Common Mistakes Students Make
- Using pH = -log C without checking whether C is comparable to 1.0 × 10-7 M.
- Forgetting that pure water contributes H+ and OH– through autoionization.
- Thinking any HCl solution must have pH equal to the negative log of the listed molarity.
- Reporting a pH above 7 for an HCl solution and not noticing the physical contradiction.
- Ignoring temperature even though Kw changes with temperature.
Why Temperature Matters
The neutral pH of water is exactly 7 only at 25 C because that is the temperature where Kw is approximately 1.0 × 10-14. At other temperatures, Kw changes, so the neutral hydrogen ion concentration changes too. This means the neutral pH shifts. In highly dilute acid and base problems, temperature can be especially important because the water contribution is already central to the calculation. If your class or lab specifies a temperature other than 25 C, you should use the correct Kw for that temperature.
Practical Relevance in Labs and Environmental Science
Extremely dilute acid calculations are not only textbook exercises. They matter in analytical chemistry, buffer preparation, water quality studies, and atmospheric chemistry. In rainwater chemistry, for example, small concentrations of dissolved acidic gases can shift pH values significantly. In ultrapure water systems, even tiny contamination from acids, bases, or carbon dioxide can alter pH measurement. This is one reason modern pH probes and high purity water systems are used with strict calibration standards.
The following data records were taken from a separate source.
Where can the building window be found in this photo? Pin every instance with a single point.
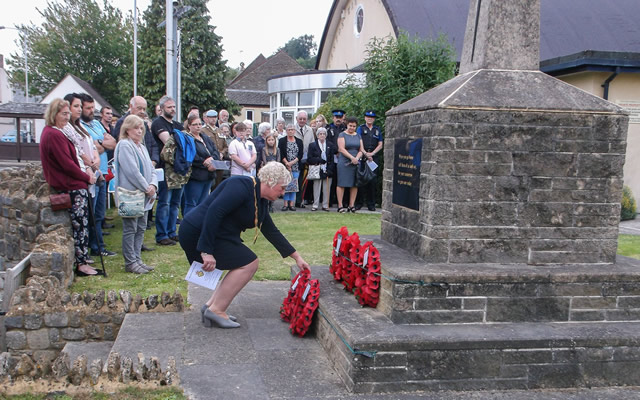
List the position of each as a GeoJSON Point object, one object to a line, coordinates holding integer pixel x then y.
{"type": "Point", "coordinates": [324, 95]}
{"type": "Point", "coordinates": [287, 100]}
{"type": "Point", "coordinates": [358, 22]}
{"type": "Point", "coordinates": [305, 99]}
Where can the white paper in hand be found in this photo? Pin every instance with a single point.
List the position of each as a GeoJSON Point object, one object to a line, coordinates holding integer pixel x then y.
{"type": "Point", "coordinates": [200, 277]}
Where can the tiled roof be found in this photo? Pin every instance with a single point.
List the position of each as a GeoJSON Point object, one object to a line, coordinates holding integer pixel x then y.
{"type": "Point", "coordinates": [278, 63]}
{"type": "Point", "coordinates": [250, 88]}
{"type": "Point", "coordinates": [249, 97]}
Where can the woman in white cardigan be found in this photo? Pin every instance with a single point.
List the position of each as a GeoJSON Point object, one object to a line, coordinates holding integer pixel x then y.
{"type": "Point", "coordinates": [134, 171]}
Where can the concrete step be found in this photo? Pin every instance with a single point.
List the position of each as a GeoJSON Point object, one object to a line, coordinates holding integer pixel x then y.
{"type": "Point", "coordinates": [93, 350]}
{"type": "Point", "coordinates": [498, 356]}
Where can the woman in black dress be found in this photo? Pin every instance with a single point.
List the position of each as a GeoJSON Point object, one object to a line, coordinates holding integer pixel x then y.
{"type": "Point", "coordinates": [210, 234]}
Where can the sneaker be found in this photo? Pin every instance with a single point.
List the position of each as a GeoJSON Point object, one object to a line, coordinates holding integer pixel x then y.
{"type": "Point", "coordinates": [145, 266]}
{"type": "Point", "coordinates": [104, 253]}
{"type": "Point", "coordinates": [135, 269]}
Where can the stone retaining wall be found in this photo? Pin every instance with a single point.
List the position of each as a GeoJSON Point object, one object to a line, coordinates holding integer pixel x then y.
{"type": "Point", "coordinates": [28, 225]}
{"type": "Point", "coordinates": [44, 316]}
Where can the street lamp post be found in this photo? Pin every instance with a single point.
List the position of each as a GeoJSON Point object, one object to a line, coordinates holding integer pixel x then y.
{"type": "Point", "coordinates": [26, 65]}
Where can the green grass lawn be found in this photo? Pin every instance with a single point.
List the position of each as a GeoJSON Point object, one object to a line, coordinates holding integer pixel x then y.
{"type": "Point", "coordinates": [310, 233]}
{"type": "Point", "coordinates": [629, 245]}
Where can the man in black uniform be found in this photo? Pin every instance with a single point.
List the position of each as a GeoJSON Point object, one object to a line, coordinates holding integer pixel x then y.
{"type": "Point", "coordinates": [372, 142]}
{"type": "Point", "coordinates": [168, 199]}
{"type": "Point", "coordinates": [333, 130]}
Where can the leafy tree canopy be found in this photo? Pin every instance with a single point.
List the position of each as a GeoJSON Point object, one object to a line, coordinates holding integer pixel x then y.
{"type": "Point", "coordinates": [395, 71]}
{"type": "Point", "coordinates": [203, 70]}
{"type": "Point", "coordinates": [302, 49]}
{"type": "Point", "coordinates": [81, 38]}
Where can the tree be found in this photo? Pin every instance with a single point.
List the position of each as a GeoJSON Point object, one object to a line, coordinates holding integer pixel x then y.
{"type": "Point", "coordinates": [302, 49]}
{"type": "Point", "coordinates": [395, 71]}
{"type": "Point", "coordinates": [203, 69]}
{"type": "Point", "coordinates": [79, 38]}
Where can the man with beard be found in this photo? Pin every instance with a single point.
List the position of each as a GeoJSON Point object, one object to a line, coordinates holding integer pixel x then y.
{"type": "Point", "coordinates": [103, 143]}
{"type": "Point", "coordinates": [168, 199]}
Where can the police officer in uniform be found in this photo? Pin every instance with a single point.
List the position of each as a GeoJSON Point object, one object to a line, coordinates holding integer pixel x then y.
{"type": "Point", "coordinates": [372, 140]}
{"type": "Point", "coordinates": [333, 130]}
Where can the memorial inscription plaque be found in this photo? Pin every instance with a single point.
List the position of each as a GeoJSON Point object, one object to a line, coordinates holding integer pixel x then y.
{"type": "Point", "coordinates": [406, 173]}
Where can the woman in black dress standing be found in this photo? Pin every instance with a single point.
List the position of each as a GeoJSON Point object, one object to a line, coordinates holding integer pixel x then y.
{"type": "Point", "coordinates": [210, 234]}
{"type": "Point", "coordinates": [351, 150]}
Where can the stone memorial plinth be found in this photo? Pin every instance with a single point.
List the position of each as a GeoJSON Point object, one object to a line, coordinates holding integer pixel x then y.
{"type": "Point", "coordinates": [501, 203]}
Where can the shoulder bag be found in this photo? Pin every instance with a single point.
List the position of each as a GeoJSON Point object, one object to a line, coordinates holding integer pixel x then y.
{"type": "Point", "coordinates": [130, 202]}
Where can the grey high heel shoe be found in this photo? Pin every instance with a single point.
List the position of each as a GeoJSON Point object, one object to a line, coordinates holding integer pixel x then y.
{"type": "Point", "coordinates": [205, 307]}
{"type": "Point", "coordinates": [211, 319]}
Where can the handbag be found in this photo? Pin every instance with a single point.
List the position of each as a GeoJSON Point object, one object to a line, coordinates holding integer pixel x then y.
{"type": "Point", "coordinates": [130, 202]}
{"type": "Point", "coordinates": [364, 174]}
{"type": "Point", "coordinates": [60, 201]}
{"type": "Point", "coordinates": [314, 172]}
{"type": "Point", "coordinates": [292, 187]}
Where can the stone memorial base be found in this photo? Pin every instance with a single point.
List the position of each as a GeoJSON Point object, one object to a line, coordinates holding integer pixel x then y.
{"type": "Point", "coordinates": [485, 326]}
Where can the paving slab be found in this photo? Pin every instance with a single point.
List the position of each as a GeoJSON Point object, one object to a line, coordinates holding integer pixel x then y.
{"type": "Point", "coordinates": [93, 350]}
{"type": "Point", "coordinates": [262, 360]}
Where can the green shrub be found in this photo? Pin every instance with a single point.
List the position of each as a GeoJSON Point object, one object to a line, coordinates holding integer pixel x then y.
{"type": "Point", "coordinates": [628, 210]}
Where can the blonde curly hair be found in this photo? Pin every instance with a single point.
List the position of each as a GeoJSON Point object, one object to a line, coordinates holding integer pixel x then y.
{"type": "Point", "coordinates": [273, 173]}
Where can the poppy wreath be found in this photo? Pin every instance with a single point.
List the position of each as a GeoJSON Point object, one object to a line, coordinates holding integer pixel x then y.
{"type": "Point", "coordinates": [305, 308]}
{"type": "Point", "coordinates": [368, 285]}
{"type": "Point", "coordinates": [339, 263]}
{"type": "Point", "coordinates": [295, 292]}
{"type": "Point", "coordinates": [352, 269]}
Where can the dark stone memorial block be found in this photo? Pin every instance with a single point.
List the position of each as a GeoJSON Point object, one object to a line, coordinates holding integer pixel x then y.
{"type": "Point", "coordinates": [406, 173]}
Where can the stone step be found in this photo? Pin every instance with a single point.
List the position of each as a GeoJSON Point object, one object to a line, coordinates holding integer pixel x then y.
{"type": "Point", "coordinates": [154, 334]}
{"type": "Point", "coordinates": [422, 292]}
{"type": "Point", "coordinates": [481, 356]}
{"type": "Point", "coordinates": [93, 350]}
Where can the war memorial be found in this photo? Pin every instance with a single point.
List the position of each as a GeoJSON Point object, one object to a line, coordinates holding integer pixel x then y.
{"type": "Point", "coordinates": [500, 217]}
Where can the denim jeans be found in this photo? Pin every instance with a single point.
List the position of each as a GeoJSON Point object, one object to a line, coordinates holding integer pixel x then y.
{"type": "Point", "coordinates": [194, 193]}
{"type": "Point", "coordinates": [132, 237]}
{"type": "Point", "coordinates": [167, 211]}
{"type": "Point", "coordinates": [99, 203]}
{"type": "Point", "coordinates": [292, 195]}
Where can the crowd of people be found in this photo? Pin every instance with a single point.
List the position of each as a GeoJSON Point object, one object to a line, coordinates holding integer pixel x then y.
{"type": "Point", "coordinates": [181, 166]}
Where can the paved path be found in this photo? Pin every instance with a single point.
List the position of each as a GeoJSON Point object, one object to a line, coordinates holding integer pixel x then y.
{"type": "Point", "coordinates": [630, 227]}
{"type": "Point", "coordinates": [262, 360]}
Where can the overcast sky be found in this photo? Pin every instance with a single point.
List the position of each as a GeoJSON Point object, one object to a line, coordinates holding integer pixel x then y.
{"type": "Point", "coordinates": [265, 24]}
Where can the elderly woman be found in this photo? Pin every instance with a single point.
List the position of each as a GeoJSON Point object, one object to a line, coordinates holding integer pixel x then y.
{"type": "Point", "coordinates": [62, 172]}
{"type": "Point", "coordinates": [210, 234]}
{"type": "Point", "coordinates": [351, 150]}
{"type": "Point", "coordinates": [264, 129]}
{"type": "Point", "coordinates": [321, 154]}
{"type": "Point", "coordinates": [242, 152]}
{"type": "Point", "coordinates": [134, 171]}
{"type": "Point", "coordinates": [291, 151]}
{"type": "Point", "coordinates": [202, 170]}
{"type": "Point", "coordinates": [280, 131]}
{"type": "Point", "coordinates": [321, 121]}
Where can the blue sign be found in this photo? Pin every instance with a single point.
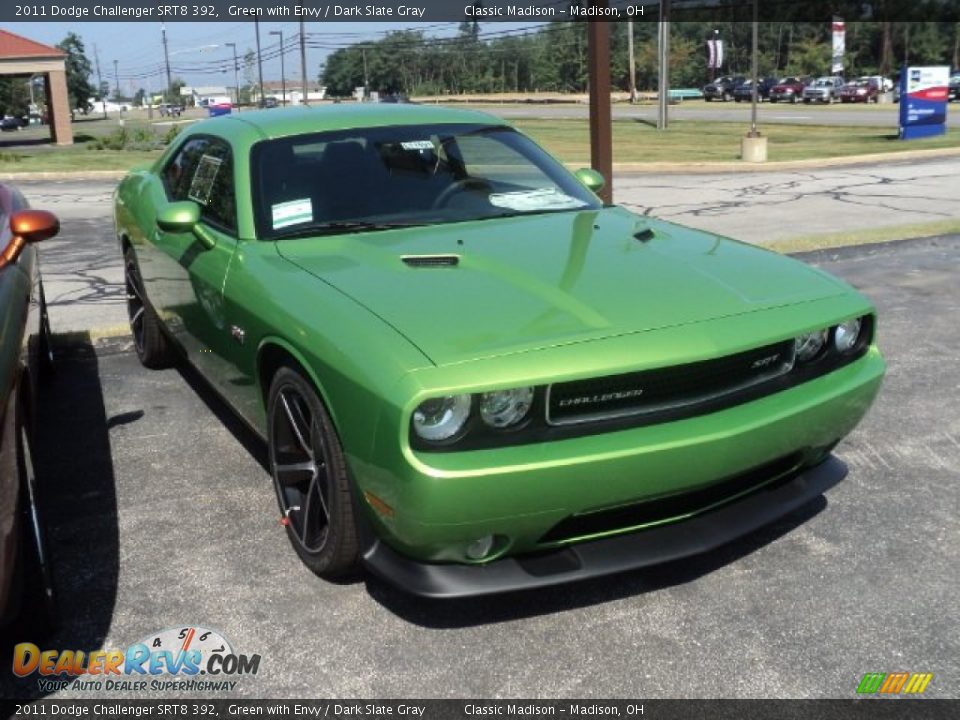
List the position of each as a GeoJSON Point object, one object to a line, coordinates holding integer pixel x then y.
{"type": "Point", "coordinates": [924, 92]}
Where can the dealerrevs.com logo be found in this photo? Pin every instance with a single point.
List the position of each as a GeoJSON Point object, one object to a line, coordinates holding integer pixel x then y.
{"type": "Point", "coordinates": [191, 659]}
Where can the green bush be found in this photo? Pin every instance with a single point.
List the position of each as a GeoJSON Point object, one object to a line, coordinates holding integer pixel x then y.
{"type": "Point", "coordinates": [137, 138]}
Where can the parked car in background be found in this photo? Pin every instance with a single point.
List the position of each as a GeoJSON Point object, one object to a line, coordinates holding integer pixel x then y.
{"type": "Point", "coordinates": [953, 92]}
{"type": "Point", "coordinates": [170, 109]}
{"type": "Point", "coordinates": [790, 89]}
{"type": "Point", "coordinates": [26, 585]}
{"type": "Point", "coordinates": [744, 91]}
{"type": "Point", "coordinates": [722, 88]}
{"type": "Point", "coordinates": [824, 89]}
{"type": "Point", "coordinates": [471, 375]}
{"type": "Point", "coordinates": [864, 90]}
{"type": "Point", "coordinates": [10, 122]}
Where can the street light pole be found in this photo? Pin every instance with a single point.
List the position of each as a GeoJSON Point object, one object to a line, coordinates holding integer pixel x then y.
{"type": "Point", "coordinates": [753, 77]}
{"type": "Point", "coordinates": [166, 59]}
{"type": "Point", "coordinates": [256, 27]}
{"type": "Point", "coordinates": [236, 71]}
{"type": "Point", "coordinates": [303, 64]}
{"type": "Point", "coordinates": [283, 74]}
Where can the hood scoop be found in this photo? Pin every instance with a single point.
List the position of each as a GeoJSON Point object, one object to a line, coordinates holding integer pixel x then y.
{"type": "Point", "coordinates": [431, 260]}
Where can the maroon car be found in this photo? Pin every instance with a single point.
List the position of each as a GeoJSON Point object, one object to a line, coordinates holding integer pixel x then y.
{"type": "Point", "coordinates": [862, 90]}
{"type": "Point", "coordinates": [789, 89]}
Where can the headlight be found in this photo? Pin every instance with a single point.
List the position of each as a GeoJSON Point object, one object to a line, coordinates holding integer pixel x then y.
{"type": "Point", "coordinates": [846, 335]}
{"type": "Point", "coordinates": [442, 418]}
{"type": "Point", "coordinates": [809, 345]}
{"type": "Point", "coordinates": [503, 408]}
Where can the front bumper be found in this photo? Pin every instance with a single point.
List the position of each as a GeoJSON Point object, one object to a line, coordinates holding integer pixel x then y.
{"type": "Point", "coordinates": [609, 555]}
{"type": "Point", "coordinates": [540, 497]}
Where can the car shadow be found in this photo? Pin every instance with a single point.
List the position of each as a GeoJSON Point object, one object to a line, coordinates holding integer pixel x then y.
{"type": "Point", "coordinates": [468, 612]}
{"type": "Point", "coordinates": [251, 442]}
{"type": "Point", "coordinates": [74, 469]}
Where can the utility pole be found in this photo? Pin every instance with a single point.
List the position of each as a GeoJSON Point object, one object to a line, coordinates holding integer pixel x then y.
{"type": "Point", "coordinates": [753, 76]}
{"type": "Point", "coordinates": [303, 63]}
{"type": "Point", "coordinates": [166, 60]}
{"type": "Point", "coordinates": [366, 78]}
{"type": "Point", "coordinates": [236, 73]}
{"type": "Point", "coordinates": [663, 76]}
{"type": "Point", "coordinates": [713, 68]}
{"type": "Point", "coordinates": [256, 27]}
{"type": "Point", "coordinates": [283, 74]}
{"type": "Point", "coordinates": [103, 103]}
{"type": "Point", "coordinates": [601, 141]}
Authoritative Sources for Further Study
If you want to verify the water ion product, pH theory, or acid strength principles from authoritative references, review the following sources:
- USGS Water Science School: pH and Water
- Chemistry LibreTexts educational resource
- U.S. EPA: pH Overview
Final Takeaway
To calculate the pH of 6.5 × 10-8 M HCl correctly, you must account for water autoionization. The standard shortcut fails because the acid concentration is below the hydrogen ion concentration already present in pure water at 25 C. Using the exact strong acid plus water equilibrium relation gives [H+] ≈ 1.3765 × 10-7 M and pH ≈ 6.86. That is the chemically meaningful answer. Whenever you see a very dilute strong acid concentration near 10-7 M, treat it as a signal that the exact method is required.